In the upcoming initial public offering of ABN AMRO, the Dutch government has approved that instead of shares, the introduction will involve certificaten, i.e. certificates of shares. The shares will be held by a special foundation, called Stichting Administratiekantoor Continuïteit ABN AMRO Groep. In case of a takeover threat, this administratiekantoor (literally office for administration) can decide to cast votes independently from the preferences of the owners of the certificates. This device has proven to be a highly effective defensive strategy used against corporate takeovers – a “poison pill” to deter potential buyers.
Enhancing liquidity
The roots of the administratiekantoor are in the international activities of Dutch investors in the late 18th century, when administratiekantoren were the first investment funds, taking care of the collection of interest and dividend payments, and serving investor interests. In the early 20th century, administratiekantoren became active for Dutch stocks, issuing certificates with smaller nominal values compared to the underlying shares, in order to boost liquidity and increase stock prices. The offices were independent and investors could freely exchange certificates and shares.
Gerarda Westerhuis says: “Certificates initially were considered valuable for smaller investors and traded next to the ordinary shares. The administratiekantoren served the retail investors by enhancing the liquidity.”
Anti-takeover devices
Until the 1950s, certificates and administratiekantoren were perceived as beneficial for investors. By then, Dutch corporations began to protect their boards against shareholder influence. In the Dutch and German two-tier board system, the boards of directors are of two separate entities: the management board (executives) and supervisory board (non-executives). Many firms created offices of administration that issued non-refundable certificates, denying shareholders to vote.
In those days, Dutch firms were legally obliged to serve the interests of all stakeholders and anti-takeover devices were broadly accepted to allow firm management and the supervisory board to be shielded from shareholder influence. Around 1970 two new arrangements were introduced. First, the idea of administratiekantoren as separate entities serving management interests was applied to preferred share issues with the objective to dilute the share of a hostile shareholder. In 2014, América Móvil faced such a foundation when targeting Dutch telecom firm KPN. A foundation related to KPN exercised an option to buy a number of preferred KPN shares diluting América Móvil’s stake. An effective poison pill innovation dating from 1969 frustrated the Mexicans.
Shareholder rights
Second, in 1971 the Dutch government installed the ‘structured regime law’, which obliged large firms to have a supervisory board with members appointing themselves and the management board. Professor Abe de Jong argues: “With such legislation in place, firms hardly need to further limit shareholder influence. But, the societal consensus that protecting management enhances the contribution of corporations to society allowed Dutch firms to build effective anti-takeover walls.”

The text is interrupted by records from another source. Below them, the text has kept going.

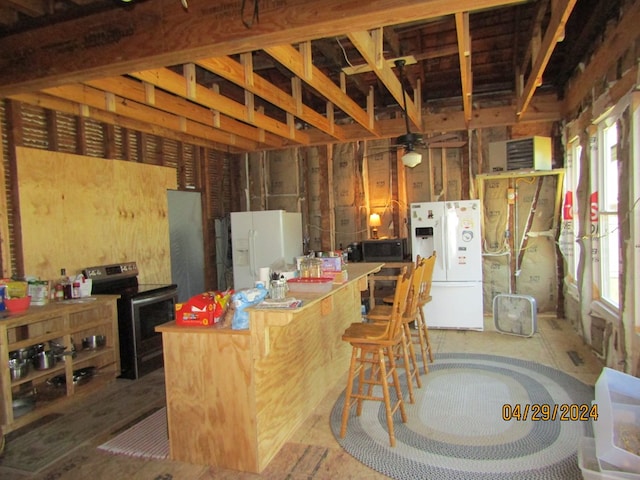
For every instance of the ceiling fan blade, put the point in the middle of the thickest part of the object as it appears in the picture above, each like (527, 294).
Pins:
(442, 137)
(451, 144)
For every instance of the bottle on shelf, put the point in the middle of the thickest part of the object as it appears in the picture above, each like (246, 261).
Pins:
(62, 289)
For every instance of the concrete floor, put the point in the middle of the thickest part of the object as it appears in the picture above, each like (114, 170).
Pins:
(312, 452)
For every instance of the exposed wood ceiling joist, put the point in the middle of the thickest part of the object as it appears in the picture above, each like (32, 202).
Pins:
(281, 82)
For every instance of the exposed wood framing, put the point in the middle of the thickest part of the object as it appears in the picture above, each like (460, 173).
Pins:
(560, 11)
(464, 54)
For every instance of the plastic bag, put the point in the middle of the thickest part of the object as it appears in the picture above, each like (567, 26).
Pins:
(243, 299)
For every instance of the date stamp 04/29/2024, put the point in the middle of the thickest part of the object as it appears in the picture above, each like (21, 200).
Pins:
(545, 412)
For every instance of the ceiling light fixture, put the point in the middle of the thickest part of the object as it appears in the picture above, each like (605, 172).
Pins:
(411, 159)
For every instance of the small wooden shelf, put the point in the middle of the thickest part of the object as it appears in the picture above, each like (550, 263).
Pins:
(64, 323)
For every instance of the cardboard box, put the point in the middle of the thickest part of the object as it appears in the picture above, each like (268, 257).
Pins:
(203, 310)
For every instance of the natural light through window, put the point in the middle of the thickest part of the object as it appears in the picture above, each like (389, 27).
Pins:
(608, 216)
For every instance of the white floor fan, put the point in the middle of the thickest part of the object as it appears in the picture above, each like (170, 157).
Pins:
(515, 314)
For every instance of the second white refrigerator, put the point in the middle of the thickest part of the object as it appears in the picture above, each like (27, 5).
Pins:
(452, 230)
(261, 238)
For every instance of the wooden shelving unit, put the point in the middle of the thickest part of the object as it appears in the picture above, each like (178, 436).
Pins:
(65, 323)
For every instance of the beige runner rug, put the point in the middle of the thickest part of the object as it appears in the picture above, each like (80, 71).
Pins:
(146, 439)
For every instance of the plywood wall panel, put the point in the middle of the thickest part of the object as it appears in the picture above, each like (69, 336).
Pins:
(79, 211)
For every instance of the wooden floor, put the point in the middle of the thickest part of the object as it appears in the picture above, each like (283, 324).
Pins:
(312, 452)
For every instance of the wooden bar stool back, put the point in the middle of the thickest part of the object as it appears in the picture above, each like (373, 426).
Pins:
(406, 351)
(373, 362)
(421, 329)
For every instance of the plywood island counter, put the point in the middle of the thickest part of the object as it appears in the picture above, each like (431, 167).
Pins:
(234, 397)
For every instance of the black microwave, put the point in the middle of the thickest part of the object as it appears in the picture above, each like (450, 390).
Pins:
(385, 250)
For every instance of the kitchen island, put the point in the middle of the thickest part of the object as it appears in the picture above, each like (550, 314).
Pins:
(234, 397)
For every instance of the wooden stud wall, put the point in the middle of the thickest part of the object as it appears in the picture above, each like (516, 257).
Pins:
(35, 127)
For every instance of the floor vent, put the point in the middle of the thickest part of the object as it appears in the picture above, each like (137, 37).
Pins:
(575, 358)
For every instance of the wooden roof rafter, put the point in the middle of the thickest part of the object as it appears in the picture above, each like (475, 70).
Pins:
(560, 11)
(303, 68)
(369, 44)
(99, 100)
(243, 75)
(172, 82)
(142, 92)
(464, 54)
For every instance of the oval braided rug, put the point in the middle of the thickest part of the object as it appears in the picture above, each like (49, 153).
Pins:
(455, 429)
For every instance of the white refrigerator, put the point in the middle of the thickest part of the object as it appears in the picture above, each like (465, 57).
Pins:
(452, 230)
(260, 239)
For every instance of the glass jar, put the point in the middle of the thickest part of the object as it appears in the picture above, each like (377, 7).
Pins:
(311, 267)
(278, 289)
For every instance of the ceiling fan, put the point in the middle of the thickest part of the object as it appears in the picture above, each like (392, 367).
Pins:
(409, 141)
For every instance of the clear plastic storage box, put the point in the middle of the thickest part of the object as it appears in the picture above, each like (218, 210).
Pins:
(310, 284)
(593, 469)
(617, 430)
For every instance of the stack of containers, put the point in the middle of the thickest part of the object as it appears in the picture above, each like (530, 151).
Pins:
(614, 452)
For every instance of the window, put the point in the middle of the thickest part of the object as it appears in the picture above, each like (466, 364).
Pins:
(570, 215)
(607, 215)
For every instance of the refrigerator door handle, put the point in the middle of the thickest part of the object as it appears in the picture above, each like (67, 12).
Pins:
(443, 242)
(252, 253)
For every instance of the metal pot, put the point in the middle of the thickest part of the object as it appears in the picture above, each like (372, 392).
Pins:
(23, 404)
(44, 360)
(19, 368)
(23, 353)
(94, 342)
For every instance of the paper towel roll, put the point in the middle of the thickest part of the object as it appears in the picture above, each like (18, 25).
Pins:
(264, 274)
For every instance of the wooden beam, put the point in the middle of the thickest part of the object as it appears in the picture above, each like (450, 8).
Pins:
(139, 92)
(72, 107)
(366, 45)
(174, 83)
(291, 58)
(31, 8)
(233, 71)
(464, 54)
(625, 34)
(561, 9)
(162, 33)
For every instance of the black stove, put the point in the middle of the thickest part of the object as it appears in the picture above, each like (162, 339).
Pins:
(141, 307)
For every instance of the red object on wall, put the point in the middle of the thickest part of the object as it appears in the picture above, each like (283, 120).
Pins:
(567, 210)
(593, 200)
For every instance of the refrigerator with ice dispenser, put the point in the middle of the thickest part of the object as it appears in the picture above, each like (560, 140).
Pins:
(260, 239)
(452, 230)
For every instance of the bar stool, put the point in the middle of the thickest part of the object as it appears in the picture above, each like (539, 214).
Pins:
(424, 297)
(405, 350)
(373, 347)
(419, 334)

In the 1980s and 1990s, the international comments on the so-called ‘Dutch discount’ due to a lack of shareholder influence led to a revision of the Dutch perception. Several strong advocates of more shareholder rights, such as retail investor platform VEB and institutional investor representative Eumedion successfully approached corporations via statements in the shareholder meetings and publications. Many firms decided to limit the number of devices in place until the recent crisis. In the past years, not only Dutch firms such as KPN and ABN AMRO are using the artefacts, but also foreign firms like US drug company Mylan are attracted to the remains of the rich Dutch financial history.